Honest discussion of struggles.
Last year Bucs cornerback Zyon McCollum’s play really slipped.
Joe didn’t like his body language. At times, McCollum looked like he had thrown in the towel.
KitKat-eating Bucs coach Todd Bowles seemed to be covering for McCollum when Bowles, a couple of times, had an incredulous claim that McCollum’s problem was that he sometimes got bored.
An NFL player being bored? Joe never heard of such a thing, unless a player was so damn dominant that unless he faced an equally talented foe or was in a win-or-die moment, he lost focus.

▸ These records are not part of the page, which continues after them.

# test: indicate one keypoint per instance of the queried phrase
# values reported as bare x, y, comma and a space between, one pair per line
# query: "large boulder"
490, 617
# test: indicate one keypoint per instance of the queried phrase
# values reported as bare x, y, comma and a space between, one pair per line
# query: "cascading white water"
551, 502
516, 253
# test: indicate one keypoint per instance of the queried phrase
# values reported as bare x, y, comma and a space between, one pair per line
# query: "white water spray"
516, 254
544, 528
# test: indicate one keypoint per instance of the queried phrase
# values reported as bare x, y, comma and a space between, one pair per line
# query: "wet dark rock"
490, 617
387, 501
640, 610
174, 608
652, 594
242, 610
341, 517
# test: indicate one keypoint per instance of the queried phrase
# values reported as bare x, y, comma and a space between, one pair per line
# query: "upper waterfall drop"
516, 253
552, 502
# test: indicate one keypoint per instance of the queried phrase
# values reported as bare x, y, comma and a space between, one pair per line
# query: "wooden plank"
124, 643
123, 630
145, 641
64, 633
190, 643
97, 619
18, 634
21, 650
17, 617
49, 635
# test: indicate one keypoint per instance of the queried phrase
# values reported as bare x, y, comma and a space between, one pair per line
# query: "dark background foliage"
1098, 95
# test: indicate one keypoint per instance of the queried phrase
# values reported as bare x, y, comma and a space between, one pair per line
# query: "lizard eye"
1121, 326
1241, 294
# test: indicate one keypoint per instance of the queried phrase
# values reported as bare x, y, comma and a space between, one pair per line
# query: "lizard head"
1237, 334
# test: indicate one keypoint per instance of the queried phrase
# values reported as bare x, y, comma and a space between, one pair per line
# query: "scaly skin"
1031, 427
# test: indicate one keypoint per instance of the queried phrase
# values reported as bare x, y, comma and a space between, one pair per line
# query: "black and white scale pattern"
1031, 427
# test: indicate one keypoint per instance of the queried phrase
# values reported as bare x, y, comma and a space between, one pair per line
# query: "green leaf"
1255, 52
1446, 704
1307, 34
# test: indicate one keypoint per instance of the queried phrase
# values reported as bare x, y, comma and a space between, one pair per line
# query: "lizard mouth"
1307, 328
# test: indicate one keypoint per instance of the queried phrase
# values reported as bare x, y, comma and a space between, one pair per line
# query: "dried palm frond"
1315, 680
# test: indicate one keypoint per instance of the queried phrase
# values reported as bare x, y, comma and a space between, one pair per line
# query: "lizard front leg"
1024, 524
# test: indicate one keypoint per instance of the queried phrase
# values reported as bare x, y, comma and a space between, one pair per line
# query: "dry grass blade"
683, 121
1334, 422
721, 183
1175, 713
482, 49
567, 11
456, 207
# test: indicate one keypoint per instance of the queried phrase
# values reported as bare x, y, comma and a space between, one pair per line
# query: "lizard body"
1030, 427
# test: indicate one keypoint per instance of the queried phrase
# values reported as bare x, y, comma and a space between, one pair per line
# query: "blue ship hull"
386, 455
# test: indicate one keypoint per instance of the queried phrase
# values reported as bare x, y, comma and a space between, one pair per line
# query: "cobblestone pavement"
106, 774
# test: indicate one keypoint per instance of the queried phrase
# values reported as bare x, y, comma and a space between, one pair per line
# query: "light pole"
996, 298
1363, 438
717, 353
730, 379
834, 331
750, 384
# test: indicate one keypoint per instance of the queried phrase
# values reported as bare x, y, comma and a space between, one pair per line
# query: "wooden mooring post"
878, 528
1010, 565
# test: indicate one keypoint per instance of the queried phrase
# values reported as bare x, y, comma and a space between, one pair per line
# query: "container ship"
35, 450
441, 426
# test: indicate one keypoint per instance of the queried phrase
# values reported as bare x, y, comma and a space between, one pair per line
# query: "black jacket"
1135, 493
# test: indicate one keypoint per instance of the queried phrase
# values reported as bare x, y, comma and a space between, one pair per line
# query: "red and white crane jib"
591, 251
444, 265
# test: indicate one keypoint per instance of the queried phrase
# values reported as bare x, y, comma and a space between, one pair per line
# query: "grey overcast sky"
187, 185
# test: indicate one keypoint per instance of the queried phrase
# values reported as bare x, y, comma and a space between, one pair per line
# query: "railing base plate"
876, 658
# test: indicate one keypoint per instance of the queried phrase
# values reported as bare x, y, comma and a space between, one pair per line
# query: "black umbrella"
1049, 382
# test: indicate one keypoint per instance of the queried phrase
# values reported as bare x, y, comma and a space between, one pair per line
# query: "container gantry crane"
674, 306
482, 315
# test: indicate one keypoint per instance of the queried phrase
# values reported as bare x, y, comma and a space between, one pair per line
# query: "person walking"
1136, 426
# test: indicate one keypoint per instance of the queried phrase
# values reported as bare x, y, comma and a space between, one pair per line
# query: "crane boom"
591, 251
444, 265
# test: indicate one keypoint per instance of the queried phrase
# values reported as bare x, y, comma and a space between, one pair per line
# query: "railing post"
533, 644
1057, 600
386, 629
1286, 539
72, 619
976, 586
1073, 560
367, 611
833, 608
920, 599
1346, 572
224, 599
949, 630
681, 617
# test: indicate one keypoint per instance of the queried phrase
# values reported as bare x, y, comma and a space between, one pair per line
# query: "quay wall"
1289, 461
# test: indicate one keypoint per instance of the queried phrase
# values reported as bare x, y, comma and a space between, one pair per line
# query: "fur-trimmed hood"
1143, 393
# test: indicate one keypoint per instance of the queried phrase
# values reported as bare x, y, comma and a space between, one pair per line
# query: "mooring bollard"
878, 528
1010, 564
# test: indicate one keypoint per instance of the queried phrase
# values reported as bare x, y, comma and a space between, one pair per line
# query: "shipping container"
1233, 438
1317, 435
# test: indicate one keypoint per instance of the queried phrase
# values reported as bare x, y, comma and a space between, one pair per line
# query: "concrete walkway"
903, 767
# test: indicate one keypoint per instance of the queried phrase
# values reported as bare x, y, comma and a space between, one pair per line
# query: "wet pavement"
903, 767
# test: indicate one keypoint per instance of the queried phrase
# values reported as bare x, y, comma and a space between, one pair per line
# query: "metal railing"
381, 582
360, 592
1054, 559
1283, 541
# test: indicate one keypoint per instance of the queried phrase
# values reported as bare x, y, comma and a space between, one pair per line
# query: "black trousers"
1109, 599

(John Madden used to say that unless a game was close, Raiders quarterback Kenny Stabler got so bored that after a timeout, Stabler would forget the play before he reached the huddle. But if Stabler was in a close game, Madden said he was unequaled as a locked-in fighter.)
So yesterday after OTA practice, McCollum confessed he at times did get bored.
Bowles has McCollum “focusing on the little details, and he’s been hard on me throughout the summer, and throughout these OTAs, in terms of … always being in a football-ready position,” McCollum said, in his first public chat since the 2025 season.
“If the quarterback is not looking to your side, like still trying to fight [a lack of focus],” he said. “You know there are going to be boring times out there at corner, you know? Sometimes, especially in Bowles’ defense, he dials it up for all types. Everybody’s going to get some action. So when your number is not getting called, you’ve got to hold it down for the rest of the defense.
“Just do your job and fight that boredom.”
It’s wild that an NFL starting corner would admit he gets bored on the field and loses focus if he doesn’t think the quarterback will throw to his side of the field.
Joe applauds McCollum’s candor, but wow. A bored corner?
For some strange reason, the Howard Stern Show skit of impressionist Billy West imitating Larry Fine at Woodstock springs to mind.
Fine/West is trying to sell drugs using the concert’s PA system before Jimi Hendrix takes the stage. Fine/West says, “How about Ritalin? It worked for Curly.”